LUBOLD v. UNIVERSITY VETERINARY SPECIALISTS, LLC et al
ORDER granting in part and denying in part 11 Defendants' Motion to Dismiss for Failure to State a Claim; denying 11 Defendants' Motion to Dismiss for Lack of Jurisdiction; granting 11 Defendants' Motion to Strike paragraphs 11 and 49 of Plaintiff's Complaint. The Court further ORDERS Defendants to file an Answer to paragraphs 1-10, 12-48, and 50-62 of Plaintiffs Complaint on or before July 17, 2017. Signed by Judge Arthur J. Schwab on 6/30/2017. (lmt)
IN THE UNITED STATES DISTRICT COURT
FOR THE WESTERN DISTRICT OF PENNSYLVANIA
RORY L. LUBOLD,
SPECIALISTS, LLC, ANTHONY HORBAL,
MEMORANDUM ORDER OF COURT
Before the Court is Defendants’ Motion to Dismiss Plaintiff’s Complaint or in the
alternative, Motion to Strike portions of the Complaint. Doc. no. 11. Plaintiff filed a Response
in Opposition to same. Doc no. 17.
For the reasons set forth more fully herein, the Court will grant, in part, the Motion to
Dismiss and will grant the Motion to Strike two paragraphs of the Complaint.
I. STANDARDS OF REVIEW
A. Motion to Dismiss – Fed. R.Civ. P. 12(b)(6)
Under Rule 12(b)(6), a Complaint must be dismissed for “failure to state a claim upon
which relief can be granted.” Detailed factual pleading is not required – Rule 8(a)(2) calls for a
“short and plain statement of the claim showing that the pleader is entitled to relief” – but a
Complaint must set forth sufficient factual allegations that, taken as true, set forth a plausible
claim for relief. Ashcroft v. Iqbal, 556 U.S. 662, 678 (2009). The plausibility standard does not
require a showing of probability that a claim has merit, Bell Atlantic Corp. v. Twombly, 550 U.S.
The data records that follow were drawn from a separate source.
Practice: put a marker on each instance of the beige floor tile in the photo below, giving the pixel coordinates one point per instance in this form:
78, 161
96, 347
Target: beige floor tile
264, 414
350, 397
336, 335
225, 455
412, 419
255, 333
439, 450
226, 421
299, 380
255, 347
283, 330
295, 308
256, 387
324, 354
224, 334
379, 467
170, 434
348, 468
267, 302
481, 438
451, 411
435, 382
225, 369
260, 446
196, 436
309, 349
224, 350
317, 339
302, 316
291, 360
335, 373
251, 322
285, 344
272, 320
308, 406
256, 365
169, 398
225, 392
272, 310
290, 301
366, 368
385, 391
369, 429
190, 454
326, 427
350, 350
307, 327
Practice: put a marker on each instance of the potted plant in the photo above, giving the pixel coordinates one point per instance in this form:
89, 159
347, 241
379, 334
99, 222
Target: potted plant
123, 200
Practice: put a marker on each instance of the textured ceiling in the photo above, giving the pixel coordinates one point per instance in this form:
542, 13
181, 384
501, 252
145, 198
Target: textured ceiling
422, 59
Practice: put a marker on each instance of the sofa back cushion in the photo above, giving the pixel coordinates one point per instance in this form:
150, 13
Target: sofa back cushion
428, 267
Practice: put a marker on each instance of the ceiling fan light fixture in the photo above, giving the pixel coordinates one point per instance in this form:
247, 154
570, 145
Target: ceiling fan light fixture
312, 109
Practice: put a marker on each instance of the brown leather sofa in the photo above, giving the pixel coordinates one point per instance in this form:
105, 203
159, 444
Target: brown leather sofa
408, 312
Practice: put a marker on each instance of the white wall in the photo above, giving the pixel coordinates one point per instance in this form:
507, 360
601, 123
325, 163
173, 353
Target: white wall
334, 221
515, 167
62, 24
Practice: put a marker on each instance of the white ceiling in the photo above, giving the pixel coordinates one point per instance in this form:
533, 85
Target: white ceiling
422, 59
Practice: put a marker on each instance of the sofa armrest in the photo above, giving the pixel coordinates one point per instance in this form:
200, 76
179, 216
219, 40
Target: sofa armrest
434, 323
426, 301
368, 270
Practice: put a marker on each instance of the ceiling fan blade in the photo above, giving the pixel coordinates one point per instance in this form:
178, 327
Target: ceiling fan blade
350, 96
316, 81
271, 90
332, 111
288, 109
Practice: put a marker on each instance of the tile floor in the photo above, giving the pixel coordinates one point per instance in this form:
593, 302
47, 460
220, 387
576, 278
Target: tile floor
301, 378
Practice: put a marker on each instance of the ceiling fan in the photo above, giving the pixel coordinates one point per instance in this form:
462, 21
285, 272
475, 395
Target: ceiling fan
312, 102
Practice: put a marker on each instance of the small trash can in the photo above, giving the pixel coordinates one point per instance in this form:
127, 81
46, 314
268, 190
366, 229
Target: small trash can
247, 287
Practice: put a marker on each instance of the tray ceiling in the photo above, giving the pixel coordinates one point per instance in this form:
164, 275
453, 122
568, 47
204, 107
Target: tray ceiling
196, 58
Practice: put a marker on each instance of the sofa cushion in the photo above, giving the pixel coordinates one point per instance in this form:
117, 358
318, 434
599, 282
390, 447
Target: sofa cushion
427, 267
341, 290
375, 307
544, 556 (2007), but it does require that a pleading show “more than a sheer possibility that a
defendant has acted unlawfully.” Iqbal, 556 U.S. at 678. Determining the plausibility of an
alleged claim is “a context-specific task that requires the reviewing court to draw on its judicial
experience and common sense.” Id. at 679
Building upon the landmark United States Supreme Court decisions in Twombly and
Iqbal, the United States Court of Appeals for the Third Circuit explained that a District Court
must undertake the following three steps to determine the sufficiency of a complaint:
First, the court must take note of the elements a plaintiff must plead to state a claim.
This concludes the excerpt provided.